Читать «А рассказать тебе сказку?..» онлайн - страница 30

Владимир Ильич Порудоминский

Афанасьев не любит эти уроки, хотя относился к ним серьезно, составил далее для пансионеров записки по русской истории. Но озорные юноши, заполняющие класс, кажутся ему скорее товарищами, чем учениками. Он охотно беседует с ними о том, что его самого занимает, делится мыслями, научными розысками, но взять тон строгого наставника, вдалбливать в головы ученикам определенные истины, вдалбливания которых требует господин Эннес, никак не может.

…Недавно Афанасьев встретил Сергея Боткина на Девичьем поле. Накануне по городу расклеены были афиши, что какие-то заезжие мосье и мадам поднимутся в небо на воздушном шаре. Народу собралась тьма, билеты все расхватаны, однако воздухоплаватели лететь испугались. Шар пустили без пассажиров. Зрители рассвирепели, стали кричать, свистеть, в сердцах разнесли ограду. Явилась полиция, начала хватать правых и виноватых. Афанасьев с трудом выбрался из толпы и тут увидел Боткина. Сергей стоял чуть в стороне и, щуря близорукие глаза, с интересом рассматривал происходящее. Афанасьев взял его под руку:

— Пойдемте, Боткин, а то еще схватят, чего доброго.

Он знал Сергея ближе, чем других учеников: в доме его брата, Василия Петровича Боткина, Афанасьев был частым гостем.

— Жаль, что не полетели, — сказал Боткин. — Должно быть, ветер сильный, оттого.

Пошли вместе. Афанасьев сдерживал шаг: Боткин ходил неторопливо.

— Если знать площадь города, нетрудно вычислить, на какую высоту надобно подняться на шаре, чтобы увидеть всю Москву, — снова сказал Боткин. И засмеялся: — Впрочем, при моей близорукости я с любой высоты увидел бы ее только теоретически.
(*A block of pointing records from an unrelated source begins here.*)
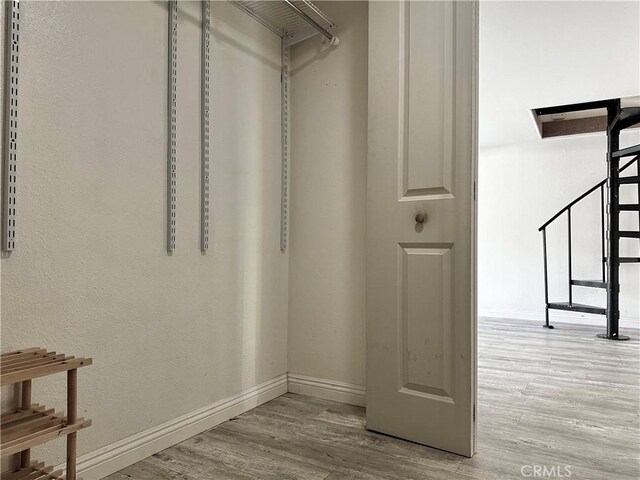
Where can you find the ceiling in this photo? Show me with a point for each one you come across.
(539, 54)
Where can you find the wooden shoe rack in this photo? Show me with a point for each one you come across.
(33, 424)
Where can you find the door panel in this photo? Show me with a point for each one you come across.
(421, 356)
(427, 97)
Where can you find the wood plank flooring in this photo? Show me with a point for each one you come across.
(559, 399)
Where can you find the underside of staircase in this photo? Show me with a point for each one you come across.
(611, 209)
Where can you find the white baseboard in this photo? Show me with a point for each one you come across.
(327, 389)
(118, 455)
(558, 315)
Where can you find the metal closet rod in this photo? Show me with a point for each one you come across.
(308, 19)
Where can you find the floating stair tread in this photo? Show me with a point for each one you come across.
(630, 207)
(627, 152)
(578, 307)
(627, 117)
(589, 283)
(633, 179)
(35, 362)
(36, 471)
(26, 428)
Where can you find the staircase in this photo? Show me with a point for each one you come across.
(618, 119)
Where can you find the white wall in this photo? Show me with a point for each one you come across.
(90, 275)
(328, 200)
(522, 186)
(536, 54)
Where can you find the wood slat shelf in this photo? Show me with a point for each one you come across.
(36, 471)
(35, 362)
(25, 428)
(33, 424)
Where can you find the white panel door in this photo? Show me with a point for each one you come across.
(421, 327)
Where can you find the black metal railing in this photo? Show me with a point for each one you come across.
(567, 209)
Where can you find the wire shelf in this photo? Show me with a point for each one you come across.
(295, 20)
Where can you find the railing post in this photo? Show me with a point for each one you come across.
(569, 247)
(613, 227)
(602, 235)
(546, 279)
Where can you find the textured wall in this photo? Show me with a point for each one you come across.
(91, 276)
(328, 203)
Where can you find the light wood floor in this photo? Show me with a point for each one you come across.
(551, 398)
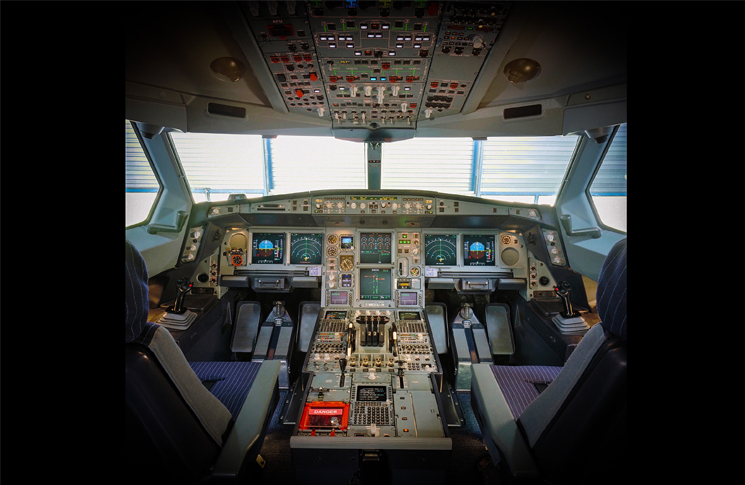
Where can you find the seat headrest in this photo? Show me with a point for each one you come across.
(611, 291)
(136, 293)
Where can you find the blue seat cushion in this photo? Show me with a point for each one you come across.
(232, 381)
(611, 291)
(518, 383)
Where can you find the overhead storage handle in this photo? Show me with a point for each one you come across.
(181, 217)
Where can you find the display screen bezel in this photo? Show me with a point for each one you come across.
(465, 251)
(413, 294)
(365, 257)
(338, 301)
(377, 397)
(428, 261)
(369, 297)
(256, 236)
(299, 235)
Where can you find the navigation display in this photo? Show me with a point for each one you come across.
(375, 247)
(268, 248)
(478, 250)
(439, 250)
(372, 393)
(306, 248)
(375, 284)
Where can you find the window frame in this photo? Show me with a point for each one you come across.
(150, 214)
(594, 209)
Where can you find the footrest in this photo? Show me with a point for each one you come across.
(571, 326)
(174, 321)
(248, 317)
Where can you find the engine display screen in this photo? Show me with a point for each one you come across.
(375, 284)
(375, 247)
(478, 250)
(409, 316)
(347, 242)
(407, 298)
(372, 393)
(268, 248)
(339, 297)
(306, 248)
(439, 250)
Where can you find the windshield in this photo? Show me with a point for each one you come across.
(516, 169)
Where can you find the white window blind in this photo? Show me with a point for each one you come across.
(303, 163)
(141, 186)
(139, 174)
(221, 164)
(533, 166)
(610, 180)
(437, 164)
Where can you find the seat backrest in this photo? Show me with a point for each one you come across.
(168, 410)
(576, 427)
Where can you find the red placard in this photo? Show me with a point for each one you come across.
(325, 415)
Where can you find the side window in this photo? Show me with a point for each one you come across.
(608, 188)
(141, 186)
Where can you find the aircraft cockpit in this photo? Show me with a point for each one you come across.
(375, 242)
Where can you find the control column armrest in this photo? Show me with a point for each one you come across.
(244, 441)
(499, 427)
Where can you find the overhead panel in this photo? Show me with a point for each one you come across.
(375, 64)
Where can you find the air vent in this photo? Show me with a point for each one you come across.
(225, 110)
(523, 111)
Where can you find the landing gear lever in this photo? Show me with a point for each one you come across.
(563, 291)
(184, 287)
(342, 366)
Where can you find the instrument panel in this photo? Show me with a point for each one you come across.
(376, 267)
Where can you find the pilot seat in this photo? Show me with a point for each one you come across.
(187, 422)
(564, 424)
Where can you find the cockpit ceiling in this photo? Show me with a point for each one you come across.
(580, 47)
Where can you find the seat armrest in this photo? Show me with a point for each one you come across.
(248, 428)
(499, 426)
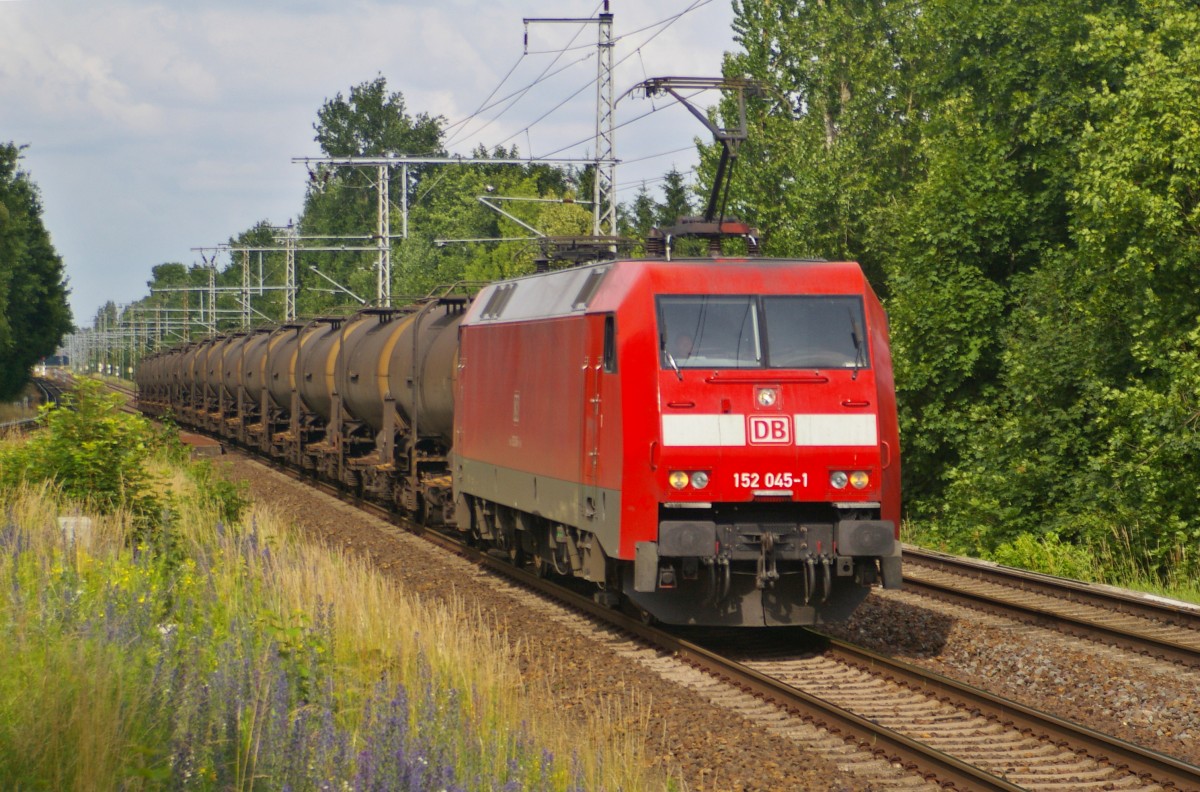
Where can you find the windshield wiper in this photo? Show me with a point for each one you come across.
(855, 335)
(673, 365)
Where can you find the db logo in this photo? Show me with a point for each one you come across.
(771, 430)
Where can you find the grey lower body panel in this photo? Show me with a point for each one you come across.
(592, 509)
(745, 605)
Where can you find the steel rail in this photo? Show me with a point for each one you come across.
(1071, 592)
(1114, 751)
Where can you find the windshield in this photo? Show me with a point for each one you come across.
(708, 331)
(810, 331)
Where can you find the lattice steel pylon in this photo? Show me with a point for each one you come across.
(604, 189)
(604, 207)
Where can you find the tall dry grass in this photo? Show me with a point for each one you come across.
(211, 655)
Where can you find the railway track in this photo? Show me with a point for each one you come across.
(1140, 623)
(945, 732)
(49, 393)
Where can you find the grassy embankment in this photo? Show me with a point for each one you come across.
(1113, 562)
(185, 640)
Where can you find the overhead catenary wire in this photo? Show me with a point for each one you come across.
(520, 94)
(663, 25)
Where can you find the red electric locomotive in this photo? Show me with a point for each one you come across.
(714, 439)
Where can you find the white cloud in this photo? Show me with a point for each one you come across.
(161, 126)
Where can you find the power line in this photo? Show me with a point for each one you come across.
(520, 94)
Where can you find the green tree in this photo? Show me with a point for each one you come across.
(34, 311)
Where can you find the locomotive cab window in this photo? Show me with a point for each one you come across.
(706, 331)
(768, 331)
(815, 331)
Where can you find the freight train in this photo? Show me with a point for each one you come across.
(709, 442)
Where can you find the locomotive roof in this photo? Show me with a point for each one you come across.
(601, 286)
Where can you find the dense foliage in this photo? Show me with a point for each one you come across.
(1020, 180)
(34, 311)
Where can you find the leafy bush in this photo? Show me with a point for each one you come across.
(94, 453)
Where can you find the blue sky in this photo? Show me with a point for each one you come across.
(156, 127)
— Увидеть в мыслях, теоретически, наверно, потрудней, чем глазами, — сказал Афанасьев. — Вот я, сидя за столом, летаю на сказочном ковре-самолете или в ступе с Бабою-Ягой пытаюсь в подробностях разглядеть минувшее, целые столетия.

— Эта поэзия не для меня. Я, чувствую влечение к точным наукам. История расплывчата, неопределенна, слишком зависит от того, кто говорит о ней. Ей противостоят упрямые истины математики.

— Я верю, что есть точные, как бы математические законы истории, — возразил Афанасьев. — Если вывести их из прошлого, возможным станет объяснить наше сегодня, предугадать наше завтра. Я, наверно, плохой учитель, не сумел вас захватить, зажечь.

— Вы тут ни при чем, Александр Николаевич, просто я математик прирожденный…

(Не знают оба, что на математический факультет Боткина из-за сокращения числа студентов не примут; суждено ему пойти на медицинский и прославить в будущем русскую врачебную науку.)

В тот день расставаться им не хотелось. Чтобы возместить ущерб за неувиденное воздушное путешествие, отправились в иноземный зверинец, раскинувший тут же неподалеку свои ярко размалеванные дощатые улочки. Видели обезьян, больших и маленьких, — они сидели нахохлившись, неподвижно, даже почесывались изредка. Шерсть у обезьян была в серых пролысинах; в больших печальных глазах тонкой свечкой сгорала короткая в неволе жизнь. Только одна мартышка уморительно кривлялась, под хохот толпы без передышки передразнивала тех, кто стоял перед ней. «Да ведь она не веселится — гневается», — вдруг понял Афанасьев, и сразу стало не смешно. Длинная очередь выстроилась перед жгуче-красной палаткой. Посреди палатки на возвышении стояла темно-коричневая человеческая голова.